Mr. Smith delicately avoided mentioning what it was that Patrick didn’t understand, that John and I were Underworld royalty and couldn’t go out to eat like normal people. Also that Patrick had been struck from behind, and so unable to identify his attackers, one of whom might very well have been my grandma. There’d been a second set of fingerprints found at the scene that the police had never been able to identify.
“Patrick keeps reminding me that you never tried his lobster tacos,” Mr. Smith said.
This struck me to the heart. I longed to go back to their house and enjoy their festive hospitality and have the lobster tacos I’d missed. Why couldn’t we? I wondered. The storm was over. The sun was shining. Why were we still hiding?
I put the question to John later that evening, as we lay in bed together in front of a roaring fire in the hearth.
“Obviously it wouldn’t be a good idea, I know, to run off and leave the Underworld for months and months at a time,” I said, “because then you’ll turn into a hundred-and-sixty-year-old man —”
He ignored my attempt at humor.
“But a few days or nights here and there … what would be the harm? Mr. Liu and Mr. Graves, now that he can see, can certainly handle things for a night or two. I’m not saying it would ever be a good idea to leave Chloe and Reed in charge, or — God forbid — Frank or Henry, but Mrs. Engle has turned out to have a nice soothing influence on everyone. Even Alex … well, I wouldn’t trust Alex to bird-sit, and Alastor would eat him alive, but surely he could be kept from burning the place down. And we, in turn, could look after things for everyone else if they wanted to go away for a bit, like we do whenever Frank wants to go visit Kayla. Speaking of Kayla, surely there must be some reason my necklace still turns purple around her even though she’s not in danger anymore. Maybe she’s supposed to be my queen-in-waiting.
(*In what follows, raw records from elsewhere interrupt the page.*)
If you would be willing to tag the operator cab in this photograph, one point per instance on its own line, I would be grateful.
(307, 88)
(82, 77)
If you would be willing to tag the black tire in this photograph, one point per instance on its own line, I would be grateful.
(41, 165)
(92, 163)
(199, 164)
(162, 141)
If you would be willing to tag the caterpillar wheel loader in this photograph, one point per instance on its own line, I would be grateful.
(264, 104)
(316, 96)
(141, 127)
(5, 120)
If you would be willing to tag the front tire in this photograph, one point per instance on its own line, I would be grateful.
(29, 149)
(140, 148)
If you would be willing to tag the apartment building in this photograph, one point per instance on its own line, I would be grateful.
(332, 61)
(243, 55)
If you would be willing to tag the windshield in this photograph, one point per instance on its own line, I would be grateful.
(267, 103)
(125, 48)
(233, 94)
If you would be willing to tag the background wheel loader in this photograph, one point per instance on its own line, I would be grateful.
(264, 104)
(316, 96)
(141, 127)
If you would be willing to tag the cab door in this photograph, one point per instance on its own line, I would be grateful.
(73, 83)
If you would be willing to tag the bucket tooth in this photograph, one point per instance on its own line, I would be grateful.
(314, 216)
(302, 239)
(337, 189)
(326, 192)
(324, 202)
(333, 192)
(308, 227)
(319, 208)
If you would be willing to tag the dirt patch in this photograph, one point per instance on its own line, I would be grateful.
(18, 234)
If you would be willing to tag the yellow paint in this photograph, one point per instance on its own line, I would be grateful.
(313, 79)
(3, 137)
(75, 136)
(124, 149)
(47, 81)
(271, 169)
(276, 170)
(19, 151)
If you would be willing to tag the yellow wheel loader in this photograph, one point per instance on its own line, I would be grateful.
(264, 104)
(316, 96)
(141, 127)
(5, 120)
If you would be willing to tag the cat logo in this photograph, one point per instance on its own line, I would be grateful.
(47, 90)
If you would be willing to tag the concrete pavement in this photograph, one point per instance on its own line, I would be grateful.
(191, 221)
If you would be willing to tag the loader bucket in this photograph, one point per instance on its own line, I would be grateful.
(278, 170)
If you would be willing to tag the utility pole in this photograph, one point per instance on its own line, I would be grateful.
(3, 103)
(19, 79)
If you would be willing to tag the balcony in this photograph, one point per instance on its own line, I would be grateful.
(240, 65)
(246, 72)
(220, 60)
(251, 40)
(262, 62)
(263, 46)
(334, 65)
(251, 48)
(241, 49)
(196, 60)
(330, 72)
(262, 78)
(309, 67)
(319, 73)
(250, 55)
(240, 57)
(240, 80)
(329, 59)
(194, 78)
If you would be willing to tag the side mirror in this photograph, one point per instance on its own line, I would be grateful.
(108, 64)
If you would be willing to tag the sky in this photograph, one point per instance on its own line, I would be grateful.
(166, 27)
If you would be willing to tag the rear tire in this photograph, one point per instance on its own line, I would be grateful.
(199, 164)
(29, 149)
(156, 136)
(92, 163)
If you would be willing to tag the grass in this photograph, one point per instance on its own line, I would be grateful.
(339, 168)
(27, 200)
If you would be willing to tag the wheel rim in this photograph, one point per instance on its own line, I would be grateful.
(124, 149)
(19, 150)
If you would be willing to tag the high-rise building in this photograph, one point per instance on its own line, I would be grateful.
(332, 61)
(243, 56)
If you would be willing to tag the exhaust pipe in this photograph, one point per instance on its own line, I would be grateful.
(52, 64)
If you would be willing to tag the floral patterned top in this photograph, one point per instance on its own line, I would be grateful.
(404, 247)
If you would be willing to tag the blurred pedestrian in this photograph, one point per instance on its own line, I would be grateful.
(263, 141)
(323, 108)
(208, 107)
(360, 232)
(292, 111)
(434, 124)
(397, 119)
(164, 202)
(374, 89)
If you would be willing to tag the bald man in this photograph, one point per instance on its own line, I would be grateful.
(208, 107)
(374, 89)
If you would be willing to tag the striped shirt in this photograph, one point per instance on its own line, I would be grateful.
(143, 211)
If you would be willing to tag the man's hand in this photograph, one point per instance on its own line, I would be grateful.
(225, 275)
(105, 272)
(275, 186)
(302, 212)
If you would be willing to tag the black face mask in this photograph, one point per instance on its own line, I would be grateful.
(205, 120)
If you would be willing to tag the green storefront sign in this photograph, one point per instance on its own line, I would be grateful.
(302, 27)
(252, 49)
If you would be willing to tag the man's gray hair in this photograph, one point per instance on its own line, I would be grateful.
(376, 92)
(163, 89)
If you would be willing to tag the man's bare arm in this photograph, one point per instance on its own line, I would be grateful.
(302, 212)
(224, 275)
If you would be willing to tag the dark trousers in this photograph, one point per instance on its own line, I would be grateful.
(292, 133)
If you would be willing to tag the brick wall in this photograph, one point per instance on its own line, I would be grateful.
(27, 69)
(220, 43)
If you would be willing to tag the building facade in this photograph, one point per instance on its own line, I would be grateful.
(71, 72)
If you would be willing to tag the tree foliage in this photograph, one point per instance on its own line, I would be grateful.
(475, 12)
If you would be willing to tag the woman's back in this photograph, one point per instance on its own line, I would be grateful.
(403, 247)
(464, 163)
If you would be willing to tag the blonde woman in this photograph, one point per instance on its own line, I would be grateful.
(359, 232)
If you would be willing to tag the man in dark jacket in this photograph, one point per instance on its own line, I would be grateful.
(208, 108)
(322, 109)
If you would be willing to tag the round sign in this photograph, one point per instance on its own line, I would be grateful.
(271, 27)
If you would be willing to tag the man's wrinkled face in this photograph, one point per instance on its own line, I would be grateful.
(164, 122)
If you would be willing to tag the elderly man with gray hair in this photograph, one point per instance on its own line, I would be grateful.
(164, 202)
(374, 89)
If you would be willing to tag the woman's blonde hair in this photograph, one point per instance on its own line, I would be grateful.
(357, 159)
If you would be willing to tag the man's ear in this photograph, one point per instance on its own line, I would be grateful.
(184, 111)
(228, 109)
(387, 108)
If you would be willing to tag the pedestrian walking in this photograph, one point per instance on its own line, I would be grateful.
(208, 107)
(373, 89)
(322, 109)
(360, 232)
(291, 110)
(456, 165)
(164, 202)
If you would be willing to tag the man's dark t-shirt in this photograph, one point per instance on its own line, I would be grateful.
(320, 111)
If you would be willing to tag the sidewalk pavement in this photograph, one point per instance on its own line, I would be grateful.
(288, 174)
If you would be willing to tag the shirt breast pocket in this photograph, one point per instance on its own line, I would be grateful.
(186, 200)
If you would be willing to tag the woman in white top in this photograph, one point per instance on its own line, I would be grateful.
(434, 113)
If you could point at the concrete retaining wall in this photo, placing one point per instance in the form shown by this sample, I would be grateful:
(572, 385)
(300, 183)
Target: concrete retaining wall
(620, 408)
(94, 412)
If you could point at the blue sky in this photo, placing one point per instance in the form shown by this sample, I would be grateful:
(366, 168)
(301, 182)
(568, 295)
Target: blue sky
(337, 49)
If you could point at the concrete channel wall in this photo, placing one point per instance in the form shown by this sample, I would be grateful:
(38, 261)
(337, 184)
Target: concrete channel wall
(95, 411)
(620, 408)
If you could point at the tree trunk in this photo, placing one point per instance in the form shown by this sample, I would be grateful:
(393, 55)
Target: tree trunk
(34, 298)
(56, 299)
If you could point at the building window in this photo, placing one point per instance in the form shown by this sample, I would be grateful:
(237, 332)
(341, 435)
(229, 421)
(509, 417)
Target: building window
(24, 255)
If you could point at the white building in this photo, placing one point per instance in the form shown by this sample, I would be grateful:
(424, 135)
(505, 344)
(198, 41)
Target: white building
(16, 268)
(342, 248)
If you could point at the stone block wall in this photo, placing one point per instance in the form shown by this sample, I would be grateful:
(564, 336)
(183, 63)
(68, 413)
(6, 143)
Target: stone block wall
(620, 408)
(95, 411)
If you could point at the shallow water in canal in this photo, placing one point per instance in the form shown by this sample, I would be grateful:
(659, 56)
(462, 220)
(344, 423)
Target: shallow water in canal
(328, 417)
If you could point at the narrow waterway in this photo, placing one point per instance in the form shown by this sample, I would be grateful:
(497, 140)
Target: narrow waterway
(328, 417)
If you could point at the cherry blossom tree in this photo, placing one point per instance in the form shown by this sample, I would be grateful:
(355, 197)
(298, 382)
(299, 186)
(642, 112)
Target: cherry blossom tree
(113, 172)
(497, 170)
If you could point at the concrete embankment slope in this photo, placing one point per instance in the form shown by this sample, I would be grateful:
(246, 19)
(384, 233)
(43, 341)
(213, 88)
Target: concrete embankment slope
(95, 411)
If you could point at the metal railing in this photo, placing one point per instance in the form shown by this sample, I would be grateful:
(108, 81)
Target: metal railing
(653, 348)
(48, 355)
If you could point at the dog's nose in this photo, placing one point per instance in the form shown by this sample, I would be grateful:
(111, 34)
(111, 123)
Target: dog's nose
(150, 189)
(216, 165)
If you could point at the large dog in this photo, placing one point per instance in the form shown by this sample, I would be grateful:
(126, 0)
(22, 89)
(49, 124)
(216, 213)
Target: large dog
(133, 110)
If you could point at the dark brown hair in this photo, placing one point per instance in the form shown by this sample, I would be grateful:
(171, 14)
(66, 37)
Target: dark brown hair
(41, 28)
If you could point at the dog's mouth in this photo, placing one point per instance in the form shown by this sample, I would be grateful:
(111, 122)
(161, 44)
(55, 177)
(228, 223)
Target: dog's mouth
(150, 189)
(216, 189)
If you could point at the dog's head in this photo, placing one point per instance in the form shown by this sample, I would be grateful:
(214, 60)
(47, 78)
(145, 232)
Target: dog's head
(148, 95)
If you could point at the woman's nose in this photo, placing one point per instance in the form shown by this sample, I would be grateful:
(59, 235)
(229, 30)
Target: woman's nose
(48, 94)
Maybe we could get her to come here and queen-sit a few nights a month.”
John lowered the book he’d been reading. “I’m sorry,” he said. “Were you speaking to me?”
“I know you were listening,” I said in disgust, taking the book from him and tossing it over the side of the bed. “You couldn’t possibly have been reading that. You were holding it upside down.”
He laughed and put his arms around me. “How can I read when you’re next to me? Your beauty is too much of a distraction for any man to concentrate.”
“Don’t try to flatter your way out of this,” I said. “Even Persephone got six months’ vacation away from the Underworld every year.”
“Is that what you want?” he asked, drawing away a little, looking hurt. “Six months’ vacation away from me every year?”